The above description is only a preferred embodiment of the present invention and is not intended to limit the present invention, and various modifications and changes may be made by those skilled in the art. Any modification, equivalent replacement, or improvement made within the spirit and principle of the present invention should be included in the protection scope of the present invention.

Claims

1. The vibration damper based on the shape memory alloy is characterized by comprising a plurality of fan-shaped ring-shaped box bodies arranged along the circumferential direction, wherein adjacent fan-shaped ring-shaped box bodies are connected through a rigid rod, a swing shaft is sleeved on the periphery of the rigid rod, and the swing shaft can slide and swing along the circumferential direction of the rigid rod; the fan-shaped box body is internally provided with a mass ball, and two sides of the mass ball are connected with the fan-shaped box body through shape memory alloy springs.

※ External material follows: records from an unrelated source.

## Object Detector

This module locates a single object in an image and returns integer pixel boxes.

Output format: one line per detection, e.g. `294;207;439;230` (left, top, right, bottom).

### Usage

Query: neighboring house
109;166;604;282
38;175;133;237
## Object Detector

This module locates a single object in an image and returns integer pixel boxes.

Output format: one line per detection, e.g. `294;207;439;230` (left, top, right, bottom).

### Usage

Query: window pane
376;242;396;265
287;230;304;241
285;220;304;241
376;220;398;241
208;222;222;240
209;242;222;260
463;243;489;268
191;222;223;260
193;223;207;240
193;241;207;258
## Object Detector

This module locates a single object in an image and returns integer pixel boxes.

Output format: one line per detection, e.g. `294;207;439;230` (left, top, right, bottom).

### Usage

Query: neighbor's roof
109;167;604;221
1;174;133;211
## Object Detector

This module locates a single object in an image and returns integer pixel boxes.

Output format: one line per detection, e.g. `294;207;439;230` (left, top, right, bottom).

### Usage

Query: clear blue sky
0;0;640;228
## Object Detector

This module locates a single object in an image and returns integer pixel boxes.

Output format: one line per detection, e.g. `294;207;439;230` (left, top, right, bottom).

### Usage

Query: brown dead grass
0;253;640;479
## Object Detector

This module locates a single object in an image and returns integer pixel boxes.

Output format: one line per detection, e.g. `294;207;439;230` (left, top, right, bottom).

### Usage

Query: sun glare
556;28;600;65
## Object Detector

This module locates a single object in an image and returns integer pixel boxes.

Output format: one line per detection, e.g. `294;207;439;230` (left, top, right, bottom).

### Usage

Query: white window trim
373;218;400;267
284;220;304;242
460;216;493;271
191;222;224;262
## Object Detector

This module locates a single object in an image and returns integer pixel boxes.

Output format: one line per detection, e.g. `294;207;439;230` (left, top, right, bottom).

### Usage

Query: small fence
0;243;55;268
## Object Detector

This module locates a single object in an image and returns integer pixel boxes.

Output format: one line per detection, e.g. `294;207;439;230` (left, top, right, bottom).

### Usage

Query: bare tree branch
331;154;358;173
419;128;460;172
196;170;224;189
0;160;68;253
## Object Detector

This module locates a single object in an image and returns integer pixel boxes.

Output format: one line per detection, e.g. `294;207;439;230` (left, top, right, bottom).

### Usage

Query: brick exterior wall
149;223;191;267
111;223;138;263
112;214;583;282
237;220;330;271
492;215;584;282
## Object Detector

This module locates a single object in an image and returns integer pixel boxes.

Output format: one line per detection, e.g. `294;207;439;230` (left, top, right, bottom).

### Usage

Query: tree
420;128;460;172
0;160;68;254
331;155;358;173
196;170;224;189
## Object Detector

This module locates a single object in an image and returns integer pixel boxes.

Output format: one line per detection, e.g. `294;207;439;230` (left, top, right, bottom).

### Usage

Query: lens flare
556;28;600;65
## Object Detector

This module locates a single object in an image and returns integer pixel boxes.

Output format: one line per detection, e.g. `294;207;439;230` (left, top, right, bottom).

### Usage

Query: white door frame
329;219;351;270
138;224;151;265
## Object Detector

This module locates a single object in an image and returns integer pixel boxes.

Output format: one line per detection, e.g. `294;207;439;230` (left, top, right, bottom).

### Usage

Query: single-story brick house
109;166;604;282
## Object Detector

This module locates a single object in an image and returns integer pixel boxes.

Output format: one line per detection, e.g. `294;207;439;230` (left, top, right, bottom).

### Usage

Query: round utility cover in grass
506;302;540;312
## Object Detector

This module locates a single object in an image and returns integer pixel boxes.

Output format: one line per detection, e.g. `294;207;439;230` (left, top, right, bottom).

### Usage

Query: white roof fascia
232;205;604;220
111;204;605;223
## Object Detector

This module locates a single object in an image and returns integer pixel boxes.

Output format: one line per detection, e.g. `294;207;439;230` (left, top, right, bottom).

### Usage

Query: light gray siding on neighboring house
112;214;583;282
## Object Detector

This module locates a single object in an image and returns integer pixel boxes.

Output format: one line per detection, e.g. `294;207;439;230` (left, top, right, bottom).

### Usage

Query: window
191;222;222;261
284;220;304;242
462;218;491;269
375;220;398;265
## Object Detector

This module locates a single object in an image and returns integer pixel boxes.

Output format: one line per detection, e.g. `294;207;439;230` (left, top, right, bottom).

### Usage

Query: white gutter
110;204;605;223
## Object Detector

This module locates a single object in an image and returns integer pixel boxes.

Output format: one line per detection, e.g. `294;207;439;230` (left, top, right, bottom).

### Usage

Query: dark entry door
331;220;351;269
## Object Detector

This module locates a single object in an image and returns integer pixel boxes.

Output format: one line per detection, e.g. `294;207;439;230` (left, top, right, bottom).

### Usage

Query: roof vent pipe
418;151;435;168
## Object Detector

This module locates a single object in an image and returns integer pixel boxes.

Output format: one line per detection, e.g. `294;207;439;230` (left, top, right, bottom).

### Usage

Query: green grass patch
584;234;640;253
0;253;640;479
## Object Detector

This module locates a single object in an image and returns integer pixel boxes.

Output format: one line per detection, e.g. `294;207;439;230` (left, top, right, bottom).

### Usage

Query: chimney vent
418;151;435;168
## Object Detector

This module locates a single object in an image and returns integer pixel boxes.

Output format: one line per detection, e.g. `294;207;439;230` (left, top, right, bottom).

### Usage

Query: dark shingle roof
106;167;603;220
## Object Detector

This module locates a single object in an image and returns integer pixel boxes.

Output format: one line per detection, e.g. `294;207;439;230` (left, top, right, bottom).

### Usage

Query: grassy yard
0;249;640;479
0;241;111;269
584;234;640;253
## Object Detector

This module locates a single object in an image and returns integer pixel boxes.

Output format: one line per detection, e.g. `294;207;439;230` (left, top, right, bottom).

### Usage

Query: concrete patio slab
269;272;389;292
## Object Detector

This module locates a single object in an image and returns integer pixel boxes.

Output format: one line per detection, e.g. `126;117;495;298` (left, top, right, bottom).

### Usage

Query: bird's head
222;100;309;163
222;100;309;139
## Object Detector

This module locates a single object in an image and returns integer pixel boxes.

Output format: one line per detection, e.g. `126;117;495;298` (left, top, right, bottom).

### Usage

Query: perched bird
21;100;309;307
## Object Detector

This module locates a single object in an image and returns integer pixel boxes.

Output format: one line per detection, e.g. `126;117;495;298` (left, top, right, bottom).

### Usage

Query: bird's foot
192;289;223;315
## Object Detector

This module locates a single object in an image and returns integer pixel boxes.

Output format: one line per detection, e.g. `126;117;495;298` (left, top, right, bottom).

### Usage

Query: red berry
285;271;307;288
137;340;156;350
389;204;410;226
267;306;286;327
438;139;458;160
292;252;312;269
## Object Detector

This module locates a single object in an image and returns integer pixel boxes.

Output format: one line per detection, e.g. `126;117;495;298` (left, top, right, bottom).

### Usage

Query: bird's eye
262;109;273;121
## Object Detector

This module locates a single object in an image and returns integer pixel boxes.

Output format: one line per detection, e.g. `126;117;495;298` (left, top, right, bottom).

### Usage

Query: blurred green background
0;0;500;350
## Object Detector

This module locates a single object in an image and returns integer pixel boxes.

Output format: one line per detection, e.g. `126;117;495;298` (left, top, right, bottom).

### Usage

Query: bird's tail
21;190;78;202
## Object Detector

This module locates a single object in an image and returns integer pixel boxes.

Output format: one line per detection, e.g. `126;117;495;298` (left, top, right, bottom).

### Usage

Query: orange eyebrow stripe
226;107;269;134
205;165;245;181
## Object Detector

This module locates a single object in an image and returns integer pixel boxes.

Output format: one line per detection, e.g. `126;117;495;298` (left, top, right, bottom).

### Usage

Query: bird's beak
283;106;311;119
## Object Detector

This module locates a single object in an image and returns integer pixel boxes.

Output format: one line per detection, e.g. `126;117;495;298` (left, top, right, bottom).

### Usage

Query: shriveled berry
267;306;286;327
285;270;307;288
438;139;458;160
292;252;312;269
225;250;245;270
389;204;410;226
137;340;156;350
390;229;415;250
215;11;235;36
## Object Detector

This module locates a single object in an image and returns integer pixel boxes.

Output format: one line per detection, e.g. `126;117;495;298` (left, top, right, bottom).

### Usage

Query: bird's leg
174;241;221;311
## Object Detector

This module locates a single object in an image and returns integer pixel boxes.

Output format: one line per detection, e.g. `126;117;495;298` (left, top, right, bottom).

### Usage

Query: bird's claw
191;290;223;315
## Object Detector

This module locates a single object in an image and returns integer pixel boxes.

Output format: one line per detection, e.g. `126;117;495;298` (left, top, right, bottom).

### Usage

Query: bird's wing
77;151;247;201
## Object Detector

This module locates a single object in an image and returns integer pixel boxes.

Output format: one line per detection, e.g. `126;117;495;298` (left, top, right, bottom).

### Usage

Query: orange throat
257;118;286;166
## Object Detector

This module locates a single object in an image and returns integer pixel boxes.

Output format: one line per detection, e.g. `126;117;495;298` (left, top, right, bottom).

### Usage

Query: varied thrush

2. The vibration damping device based on shape memory alloy as claimed in claim 1, wherein the outside of the pendulum shaft is fixedly connected with a damping spacer, the end of the damping spacer is fixedly connected with a damping wire clamp, and the damping spacer and the damping wire clamp form a cantilever shape.

3. The vibration damping device based on shape memory alloy as claimed in claim 1 or 2, wherein both sides of the swing shaft are connected with the fan-ring shaped case through the shape memory alloy spring.

4. The vibration damping device based on shape memory alloy as claimed in claim 1, wherein the fan-shaped ring-shaped case is provided at both ends with partition plates, the partition plates partitioning the fan-shaped ring-shaped case and the rigid rod.

5. The vibration damping device based on a shape memory alloy as claimed in claim 4, wherein the rigid rod is connected at both ends to the partition plates of the two adjacent fan-ring box ends.

6. The vibration damping apparatus based on a shape memory alloy according to claim 4, wherein the shape memory alloy spring connected to the mass ball is connected to an inner side of the partition plate.

7. The vibration damping device based on shape memory alloy as claimed in claim 4, wherein the shape memory alloy spring connected to the pendulum shaft is connected to an outer side of the partition plate.

8. The vibration damping device based on a shape memory alloy as claimed in claim 1, characterized in that the rigid rod is in an arc shape, the partition plates are arranged along the radial direction of the fan-ring shaped box body, and the partition plates are perpendicularly connected with the rigid rod.

9. The vibration damping device based on a shape memory alloy as claimed in claim 1, wherein the mass ball outer wall is pasted with a viscoelastic material layer; the fan-shaped ring-shaped box bodies are uniformly distributed at intervals, and the fan-shaped ring-shaped box bodies and the rigid rods are sequentially arranged in a staggered manner.

10. The vibration damping device based on shape memory alloy as claimed in claim 1, wherein the inner sidewalls of the adjacent fan-shaped case bodies are integrally connected by a semicircular wall.